Homemaking Is a Sacred Calling, Despite What Society Says

October 27, 2021

Over the last several decades and especially the last few weeks, a woman’s “freedom of choice” has been a common phrase heard on Capitol Hill. However, what is usually implied by this phrase is the freedom to end the life of an innocent unborn child. Recently, two hearings took place in the U.S. Senate Judiciary Committee and the House Oversight and Reform Committee to review the legality and the morality of the Texas Heartbeat Act (S.B. 8). These hearings also provided another platform for Democrats to push their radical abortion policies.

Pro-abortion Democrats in both chambers argued that the only way for a woman to truly be free and equal in this country is to have the ability to abort her child if she so chooses. In fact, implicit in what many of the Democratic witnesses and the Democrat members of Congress have suggested is that women who choose homemaking and childrearing over a career are somehow unequal in this country. What happened to that “empowering” phrase, “freedom of choice”? Why are women who are called to be stay-at-home mothers being demeaned for making this choice?

As an engaged woman preparing for marriage, I was deeply frustrated with the comments suggesting that what I feel called to do will make me unequal to other women. My calling is always first and foremost to serve God. When I get married, it will also be my calling to serve my husband. Should the Lord bless me with children, it will also be my calling to serve them. But according to the Democrats, choosing to prioritize those things before my career will make me unequal because I will allegedly be less able to contribute to the economy, to society, and to politics.

However, Proverbs 31:10-31 shows that the contemporary disdain directed toward homemakers is vastly different from the vision presented in Scripture.
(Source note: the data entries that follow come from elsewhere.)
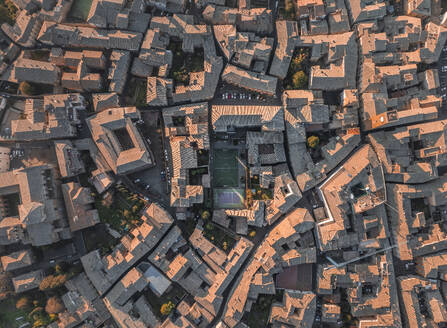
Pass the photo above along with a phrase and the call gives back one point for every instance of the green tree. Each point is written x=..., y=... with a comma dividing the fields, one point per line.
x=167, y=308
x=52, y=282
x=27, y=89
x=313, y=141
x=289, y=9
x=23, y=303
x=205, y=215
x=54, y=305
x=299, y=80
Verses 13, 14, 16, 18, and 24 describe how the “woman who fears the LORD” can be involved in the economy. For example, “she considers a field and buys it; with the fruit of her hands she plants a vineyard” and “she perceives that her merchandise is profitable,” so “she makes linen garments and sells them.” Verses 20 and 26 describe her roles in society as she helps the needy and teaches with kindness. In this passage, the “woman who fears the LORD” does her husband good, and he trusts her. The support she provides her husband enables him to focus on his duties while also having an honorable character so he can “sit among the elders of the land.” The “woman who fears the LORD is to be praised” because she bears good fruit and points the people in her sphere of influence to fear the Lord. This bearing of good fruit can happen wherever God has placed her, with whatever marital status, children, or occupation she does or does not have.

Ultimately, ministering and pouring into others is what matters in life. Our achievements and career aspirations will fade away, but the relationships we build with fellow image-bearers (Gen. 1:27) have eternal significance. C. S. Lewis describes this reality in The Weight of Glory:

There are no ordinary people. You have never talked to a mere mortal. Nations, cultures, arts, civilization—these are mortal, and their life is to ours as the life of a gnat. But it is immortals whom we joke with, work with, marry, snub, and exploit—immortal horrors or everlasting splendours.

Motherhood and homemaking should never be seen as a demeaning calling. I have women in my family who have been called to be stay-at-home mothers and others who have been called to motherhood while continuing to work outside the home. These women face different challenges, but they all selflessly care for their children with the goal of honoring God and fulfilling whatever calling God has placed on their lives.

A families’ spiritual condition is ultimately more important than any vocational position we may acquire. We are instructed to “look not to the things that are seen but to the things that are unseen. For the things that are seen are transient, but the things that are unseen are eternal” (2 Cor. 4:18). In short, women, whether you are called to work in the workplace or raise your children in the home or balance a combination of both, you are called to be faithful. And despite what our society says to women called to serve exclusively in the home, your work of raising and discipling the next generation has eternal implications. This is a sacred calling; don’t believe lies that tell a different story by demeaning your work.

Amelia Arthur is a Policy and Government Affairs intern at Family Research Council.